Ее взгляд из-под нахмуренных бровей был продолжительным, испытующим. В тот раз она не ответила, но на обратном пути села на ближайшую к воротам скамью и жестом предложила ему сесть рядом. Потом молча стянула бежевые перчатки и отложила. Так он в первый раз увидел ее руки.
Если бы он, взглянув в ту минуту на нее, увидел, как умирает в ней слабая надежда, понял, с какой безмолвной мукой следят за ним ее глаза, то попытался бы скрыть брезгливость, физическое отвращение, так отчетливо проступившие на его лице, проявившиеся в невольном движении, которым он отстранился. Руки были маленькие, красиво очерченные, но сплошь в ожогах, как от каленого железа, в багровых, воспаленных волдырях, со стертыми ногтями.
— Надо было показать их раньше, — сказала она просто, надевая перчатки. — Мне следовало догадаться.
Он попытался утешить ее, но фразы выходили обрывистыми и бессмысленными.
Это от работы, объяснила она на ходу. Вот такими со временем делаются от нее руки. Жаль, что раньше она об этом не знала. А теперь… Теперь уж ничего не поделаешь.
Они расстались возле Ганноверских ворот, но сегодня он не провожал ее взглядом, как делал всегда, пока она не махала ему на прощание, перед тем как скрыться; он так и не узнал, оборачивалась она или нет.

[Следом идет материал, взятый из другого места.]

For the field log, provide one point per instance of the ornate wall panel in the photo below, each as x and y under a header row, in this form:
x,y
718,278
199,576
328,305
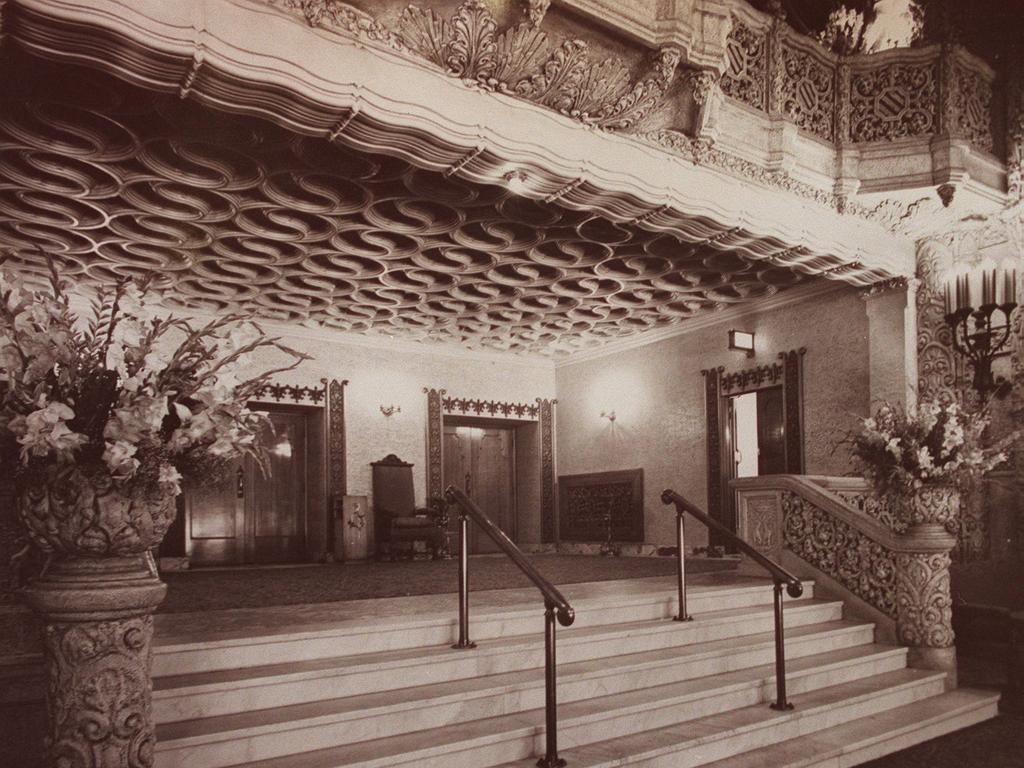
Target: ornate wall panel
x,y
435,443
601,507
549,514
809,91
865,567
745,76
894,101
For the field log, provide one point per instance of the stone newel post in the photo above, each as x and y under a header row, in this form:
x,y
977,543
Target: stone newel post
x,y
98,627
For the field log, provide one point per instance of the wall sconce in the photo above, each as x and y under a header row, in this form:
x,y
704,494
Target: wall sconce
x,y
973,296
742,341
516,181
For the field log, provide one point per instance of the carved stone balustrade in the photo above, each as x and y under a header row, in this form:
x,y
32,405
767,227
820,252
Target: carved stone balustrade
x,y
832,530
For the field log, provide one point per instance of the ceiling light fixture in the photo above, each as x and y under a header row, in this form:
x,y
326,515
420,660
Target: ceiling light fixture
x,y
741,340
516,181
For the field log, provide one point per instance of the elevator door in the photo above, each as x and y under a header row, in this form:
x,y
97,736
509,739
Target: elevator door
x,y
479,460
249,517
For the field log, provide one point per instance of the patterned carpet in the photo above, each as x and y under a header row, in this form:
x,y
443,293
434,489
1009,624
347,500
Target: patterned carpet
x,y
249,588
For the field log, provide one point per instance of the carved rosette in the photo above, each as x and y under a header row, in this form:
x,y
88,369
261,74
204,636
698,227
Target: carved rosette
x,y
925,605
96,641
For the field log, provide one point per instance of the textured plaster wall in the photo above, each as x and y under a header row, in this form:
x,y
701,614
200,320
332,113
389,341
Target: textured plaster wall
x,y
656,392
396,376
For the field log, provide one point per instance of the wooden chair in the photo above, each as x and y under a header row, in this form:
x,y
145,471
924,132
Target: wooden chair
x,y
398,522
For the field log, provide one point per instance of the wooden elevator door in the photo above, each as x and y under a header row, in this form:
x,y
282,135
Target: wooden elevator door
x,y
480,461
248,518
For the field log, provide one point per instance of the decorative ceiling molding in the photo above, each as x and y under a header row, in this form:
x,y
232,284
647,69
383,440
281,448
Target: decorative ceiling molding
x,y
520,60
810,292
300,78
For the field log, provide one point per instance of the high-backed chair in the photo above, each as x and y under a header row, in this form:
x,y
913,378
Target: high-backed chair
x,y
398,522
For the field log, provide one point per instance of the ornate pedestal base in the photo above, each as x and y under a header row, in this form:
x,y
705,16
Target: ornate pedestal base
x,y
98,628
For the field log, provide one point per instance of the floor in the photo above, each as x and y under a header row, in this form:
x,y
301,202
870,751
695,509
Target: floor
x,y
249,588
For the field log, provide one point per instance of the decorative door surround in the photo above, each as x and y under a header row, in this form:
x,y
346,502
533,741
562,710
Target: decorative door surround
x,y
719,385
542,412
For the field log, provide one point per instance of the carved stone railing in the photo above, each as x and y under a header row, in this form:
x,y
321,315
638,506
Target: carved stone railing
x,y
901,93
826,529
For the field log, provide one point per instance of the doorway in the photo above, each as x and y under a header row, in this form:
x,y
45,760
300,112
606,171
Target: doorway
x,y
245,516
480,461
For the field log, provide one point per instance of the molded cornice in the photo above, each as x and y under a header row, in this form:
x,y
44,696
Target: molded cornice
x,y
245,56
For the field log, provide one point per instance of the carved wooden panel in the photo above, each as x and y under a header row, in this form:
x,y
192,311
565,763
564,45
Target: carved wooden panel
x,y
809,91
549,515
745,77
601,507
894,101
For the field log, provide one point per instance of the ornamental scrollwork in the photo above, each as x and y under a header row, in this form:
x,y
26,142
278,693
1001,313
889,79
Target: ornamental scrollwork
x,y
894,101
745,75
99,692
924,601
521,60
808,92
495,409
862,565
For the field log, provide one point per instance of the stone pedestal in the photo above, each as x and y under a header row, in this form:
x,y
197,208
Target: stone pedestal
x,y
924,603
97,615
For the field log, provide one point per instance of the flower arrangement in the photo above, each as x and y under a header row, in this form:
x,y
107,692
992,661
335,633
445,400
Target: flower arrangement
x,y
121,394
939,442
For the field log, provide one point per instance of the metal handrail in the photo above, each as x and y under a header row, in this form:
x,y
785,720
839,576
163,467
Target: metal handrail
x,y
555,606
779,577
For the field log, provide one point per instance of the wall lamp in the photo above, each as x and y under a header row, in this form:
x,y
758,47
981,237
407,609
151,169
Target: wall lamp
x,y
973,296
742,341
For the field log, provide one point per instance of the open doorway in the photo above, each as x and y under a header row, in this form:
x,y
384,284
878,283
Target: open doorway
x,y
480,461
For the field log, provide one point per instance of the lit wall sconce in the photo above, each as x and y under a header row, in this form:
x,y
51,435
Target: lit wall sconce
x,y
973,296
516,181
742,341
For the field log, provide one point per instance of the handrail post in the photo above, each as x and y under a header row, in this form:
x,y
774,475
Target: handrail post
x,y
464,641
550,759
680,542
780,702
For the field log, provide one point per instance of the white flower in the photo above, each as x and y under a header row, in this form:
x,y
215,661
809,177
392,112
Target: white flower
x,y
119,458
169,475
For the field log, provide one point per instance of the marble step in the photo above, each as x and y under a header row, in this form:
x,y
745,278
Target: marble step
x,y
469,731
876,735
203,694
718,737
176,655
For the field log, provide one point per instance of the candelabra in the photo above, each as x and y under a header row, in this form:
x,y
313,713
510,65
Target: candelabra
x,y
977,332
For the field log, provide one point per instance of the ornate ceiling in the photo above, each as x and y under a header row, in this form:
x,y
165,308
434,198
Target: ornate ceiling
x,y
232,212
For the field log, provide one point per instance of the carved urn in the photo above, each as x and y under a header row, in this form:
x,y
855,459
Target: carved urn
x,y
96,596
77,512
933,504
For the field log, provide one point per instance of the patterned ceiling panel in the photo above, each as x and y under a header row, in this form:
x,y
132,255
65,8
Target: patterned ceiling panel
x,y
235,213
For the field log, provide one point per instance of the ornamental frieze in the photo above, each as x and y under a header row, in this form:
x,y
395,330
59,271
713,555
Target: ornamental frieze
x,y
521,60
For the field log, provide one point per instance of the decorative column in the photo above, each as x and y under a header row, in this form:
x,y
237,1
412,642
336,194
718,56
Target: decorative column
x,y
924,605
892,342
97,615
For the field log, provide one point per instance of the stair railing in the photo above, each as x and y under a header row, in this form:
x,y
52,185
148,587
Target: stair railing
x,y
555,606
779,576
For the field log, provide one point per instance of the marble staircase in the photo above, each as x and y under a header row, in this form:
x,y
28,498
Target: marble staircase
x,y
634,687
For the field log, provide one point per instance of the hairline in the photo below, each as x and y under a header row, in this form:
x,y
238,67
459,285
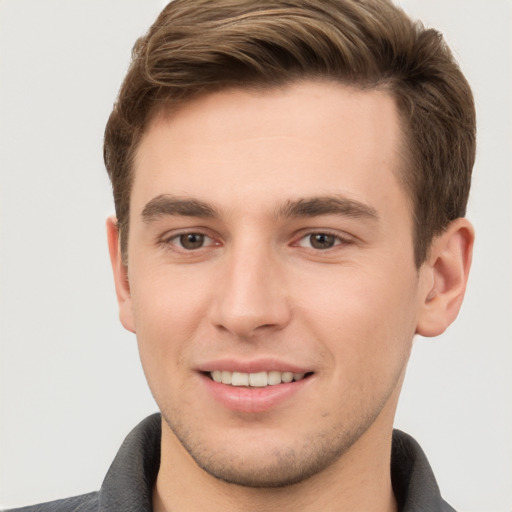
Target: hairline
x,y
169,106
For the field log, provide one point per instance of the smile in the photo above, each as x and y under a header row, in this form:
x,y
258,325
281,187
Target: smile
x,y
257,380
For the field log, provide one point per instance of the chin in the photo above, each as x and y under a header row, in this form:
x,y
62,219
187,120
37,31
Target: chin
x,y
264,461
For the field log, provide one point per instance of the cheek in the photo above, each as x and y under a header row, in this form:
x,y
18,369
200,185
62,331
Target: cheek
x,y
167,311
360,316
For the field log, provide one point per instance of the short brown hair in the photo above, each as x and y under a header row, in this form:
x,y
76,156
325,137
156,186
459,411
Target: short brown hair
x,y
198,46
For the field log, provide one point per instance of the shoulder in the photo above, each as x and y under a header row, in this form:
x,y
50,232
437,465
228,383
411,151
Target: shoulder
x,y
83,503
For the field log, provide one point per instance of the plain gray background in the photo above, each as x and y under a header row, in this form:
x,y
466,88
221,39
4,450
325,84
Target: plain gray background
x,y
71,384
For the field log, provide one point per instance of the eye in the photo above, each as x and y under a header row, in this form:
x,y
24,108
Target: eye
x,y
191,241
320,241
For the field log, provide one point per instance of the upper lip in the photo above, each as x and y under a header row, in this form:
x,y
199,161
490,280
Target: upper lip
x,y
251,366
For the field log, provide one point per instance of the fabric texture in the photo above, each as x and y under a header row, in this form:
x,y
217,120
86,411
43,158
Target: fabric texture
x,y
129,481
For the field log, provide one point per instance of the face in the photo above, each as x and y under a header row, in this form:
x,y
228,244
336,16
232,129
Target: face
x,y
272,284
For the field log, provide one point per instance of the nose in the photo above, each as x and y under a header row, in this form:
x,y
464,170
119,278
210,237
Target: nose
x,y
252,294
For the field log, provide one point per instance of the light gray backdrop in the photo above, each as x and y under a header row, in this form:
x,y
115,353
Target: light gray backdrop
x,y
71,385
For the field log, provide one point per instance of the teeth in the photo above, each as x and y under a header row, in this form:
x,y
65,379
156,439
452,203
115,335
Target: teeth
x,y
257,380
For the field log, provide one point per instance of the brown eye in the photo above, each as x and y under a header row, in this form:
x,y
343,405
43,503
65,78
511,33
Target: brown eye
x,y
322,240
191,241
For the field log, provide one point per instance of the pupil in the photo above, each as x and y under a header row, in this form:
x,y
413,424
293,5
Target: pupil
x,y
192,241
322,241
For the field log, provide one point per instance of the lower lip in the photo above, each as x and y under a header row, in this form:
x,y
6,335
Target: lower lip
x,y
253,400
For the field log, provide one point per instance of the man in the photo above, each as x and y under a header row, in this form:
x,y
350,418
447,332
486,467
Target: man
x,y
290,181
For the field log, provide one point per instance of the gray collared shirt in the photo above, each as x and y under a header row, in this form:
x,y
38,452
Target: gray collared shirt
x,y
129,482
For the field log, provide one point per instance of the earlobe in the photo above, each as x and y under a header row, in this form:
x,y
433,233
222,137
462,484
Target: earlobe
x,y
446,273
120,271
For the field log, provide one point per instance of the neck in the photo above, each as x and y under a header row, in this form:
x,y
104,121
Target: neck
x,y
359,480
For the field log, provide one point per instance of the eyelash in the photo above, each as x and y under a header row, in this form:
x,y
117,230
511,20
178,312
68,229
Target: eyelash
x,y
338,240
170,241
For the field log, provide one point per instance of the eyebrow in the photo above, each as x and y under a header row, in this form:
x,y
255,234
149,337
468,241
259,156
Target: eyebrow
x,y
166,204
327,205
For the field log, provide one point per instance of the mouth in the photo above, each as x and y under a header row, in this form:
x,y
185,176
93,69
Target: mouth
x,y
256,380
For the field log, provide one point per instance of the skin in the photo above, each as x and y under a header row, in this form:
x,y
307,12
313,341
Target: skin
x,y
236,167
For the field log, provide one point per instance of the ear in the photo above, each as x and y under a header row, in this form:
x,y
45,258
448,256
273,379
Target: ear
x,y
445,274
120,276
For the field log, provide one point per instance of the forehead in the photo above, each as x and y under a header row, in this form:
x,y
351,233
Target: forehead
x,y
236,146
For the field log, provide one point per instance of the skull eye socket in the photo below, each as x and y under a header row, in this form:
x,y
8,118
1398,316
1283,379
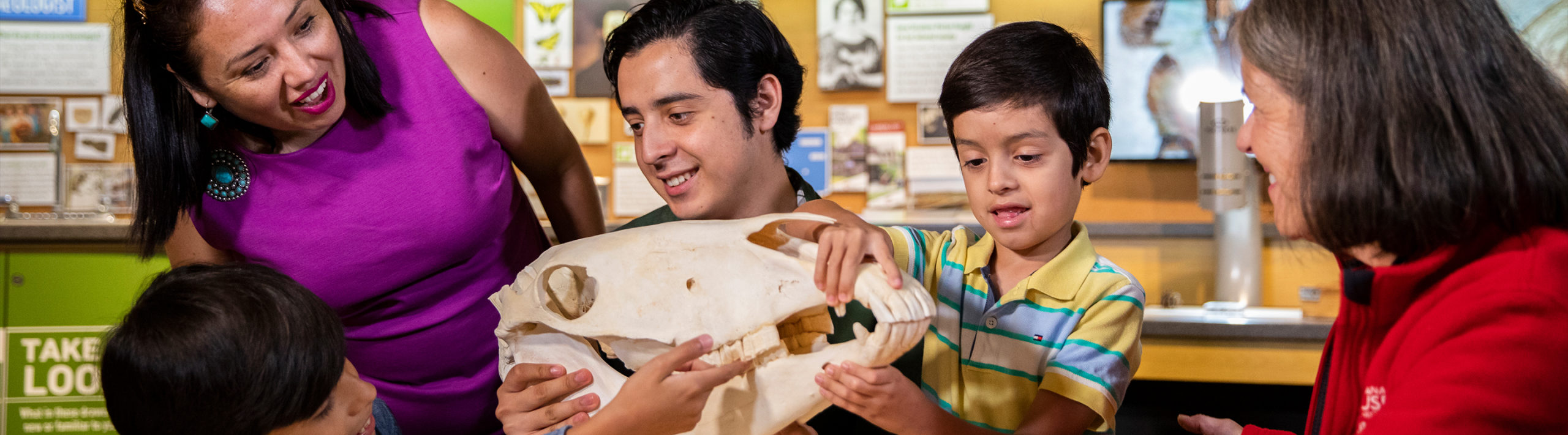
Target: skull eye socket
x,y
570,290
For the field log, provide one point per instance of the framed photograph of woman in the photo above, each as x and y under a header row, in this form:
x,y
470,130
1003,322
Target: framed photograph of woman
x,y
90,184
29,122
849,44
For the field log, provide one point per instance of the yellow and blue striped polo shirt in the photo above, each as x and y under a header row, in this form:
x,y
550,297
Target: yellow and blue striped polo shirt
x,y
1071,329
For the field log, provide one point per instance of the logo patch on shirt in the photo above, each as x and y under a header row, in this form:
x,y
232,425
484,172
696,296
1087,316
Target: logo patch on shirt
x,y
1371,403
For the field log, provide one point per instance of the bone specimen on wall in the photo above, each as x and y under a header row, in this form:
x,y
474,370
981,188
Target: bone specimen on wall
x,y
744,282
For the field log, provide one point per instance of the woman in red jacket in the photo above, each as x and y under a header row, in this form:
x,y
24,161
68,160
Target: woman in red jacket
x,y
1426,146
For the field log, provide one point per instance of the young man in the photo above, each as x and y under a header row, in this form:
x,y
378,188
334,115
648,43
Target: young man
x,y
1035,334
712,90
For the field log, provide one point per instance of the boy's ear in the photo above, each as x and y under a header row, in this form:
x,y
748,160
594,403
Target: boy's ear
x,y
203,99
1096,157
767,104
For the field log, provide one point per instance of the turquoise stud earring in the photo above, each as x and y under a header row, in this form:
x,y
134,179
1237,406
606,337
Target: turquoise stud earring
x,y
208,121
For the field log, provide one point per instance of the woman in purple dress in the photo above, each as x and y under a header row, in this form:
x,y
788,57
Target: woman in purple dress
x,y
366,151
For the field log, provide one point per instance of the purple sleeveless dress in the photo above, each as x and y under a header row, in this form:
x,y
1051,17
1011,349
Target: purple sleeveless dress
x,y
404,226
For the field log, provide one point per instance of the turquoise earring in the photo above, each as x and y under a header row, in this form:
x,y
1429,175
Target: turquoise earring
x,y
208,121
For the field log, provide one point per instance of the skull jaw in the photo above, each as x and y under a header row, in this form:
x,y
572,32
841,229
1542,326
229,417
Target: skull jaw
x,y
733,407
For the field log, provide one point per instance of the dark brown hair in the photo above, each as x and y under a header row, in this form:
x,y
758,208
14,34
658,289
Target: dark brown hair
x,y
222,349
1426,121
734,46
1031,65
172,149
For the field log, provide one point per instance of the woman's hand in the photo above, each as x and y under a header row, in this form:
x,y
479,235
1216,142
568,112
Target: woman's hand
x,y
667,395
1208,425
527,400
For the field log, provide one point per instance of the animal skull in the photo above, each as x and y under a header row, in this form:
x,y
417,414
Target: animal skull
x,y
744,282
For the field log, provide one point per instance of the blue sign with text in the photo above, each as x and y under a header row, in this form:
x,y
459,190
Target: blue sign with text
x,y
810,157
44,10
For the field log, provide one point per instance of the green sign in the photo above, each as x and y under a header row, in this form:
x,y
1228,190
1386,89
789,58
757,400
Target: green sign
x,y
52,381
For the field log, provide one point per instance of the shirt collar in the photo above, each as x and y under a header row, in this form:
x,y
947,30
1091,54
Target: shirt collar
x,y
1060,277
804,190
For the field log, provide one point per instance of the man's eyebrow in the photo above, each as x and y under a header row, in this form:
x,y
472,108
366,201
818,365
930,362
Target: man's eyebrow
x,y
662,102
676,99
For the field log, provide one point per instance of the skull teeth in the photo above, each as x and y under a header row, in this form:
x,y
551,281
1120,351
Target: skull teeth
x,y
760,346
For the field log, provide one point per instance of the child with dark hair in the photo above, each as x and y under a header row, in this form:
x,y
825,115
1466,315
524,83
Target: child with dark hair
x,y
244,349
1035,332
236,349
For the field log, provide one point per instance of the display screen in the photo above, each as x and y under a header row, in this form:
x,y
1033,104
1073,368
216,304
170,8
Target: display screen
x,y
1163,58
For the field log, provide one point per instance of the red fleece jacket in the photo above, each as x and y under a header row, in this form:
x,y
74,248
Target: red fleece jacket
x,y
1470,340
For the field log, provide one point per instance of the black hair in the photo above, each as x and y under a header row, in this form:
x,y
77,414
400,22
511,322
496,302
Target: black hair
x,y
222,349
1426,122
734,46
860,5
1029,65
170,146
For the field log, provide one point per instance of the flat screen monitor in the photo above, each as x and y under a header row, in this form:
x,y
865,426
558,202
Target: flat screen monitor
x,y
1163,58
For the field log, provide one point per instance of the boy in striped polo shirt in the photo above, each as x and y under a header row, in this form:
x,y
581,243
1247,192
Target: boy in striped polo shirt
x,y
1035,334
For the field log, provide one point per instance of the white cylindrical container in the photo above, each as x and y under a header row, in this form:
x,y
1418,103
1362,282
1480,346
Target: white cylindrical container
x,y
1228,187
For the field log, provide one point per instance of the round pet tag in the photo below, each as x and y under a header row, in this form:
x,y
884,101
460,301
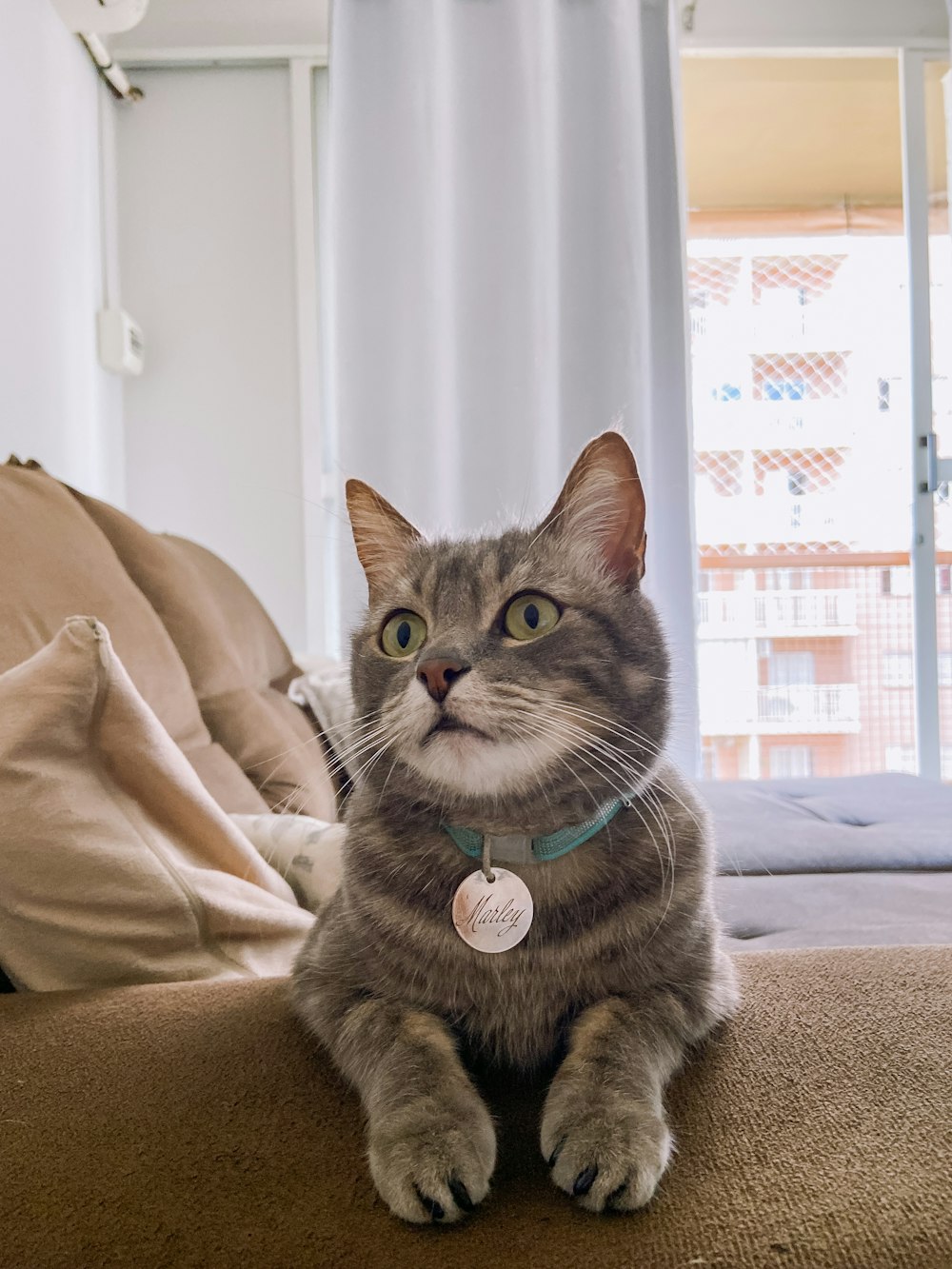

На следующий вечер в парк он не пришел. Десятки раз ноги сами несли его к воротам, но внезапно он спохватывался, торопливо уходил прочь и мерил шагами убогие улицы, нелепо натыкаясь на прохожих. Бледное милое лицо, стройная фигурка нимфы, маленькие коричневые ботинки упорно взывали к нему. Если бы только их зов заглушил ужас перед ее руками! Человек искусства, он содрогался при одном воспоминании о них. Ему всегда представлялось, что под гладкими, аккуратными перчатками скрываются изящные руки, и он не мог дождаться, когда наконец покроет их ласками и поцелуями. Можно ли забыть об увиденном, смириться с ним? Надо подумать, но сначала — покинуть эти многолюдные улицы, где чужие лица словно потешаются над ним. Он вспомнил, что парламент как раз завершил работу, — значит, дел в конторе поубавится. Пожалуй, самое время просить об отпуске. Завтра же. И его отпустили.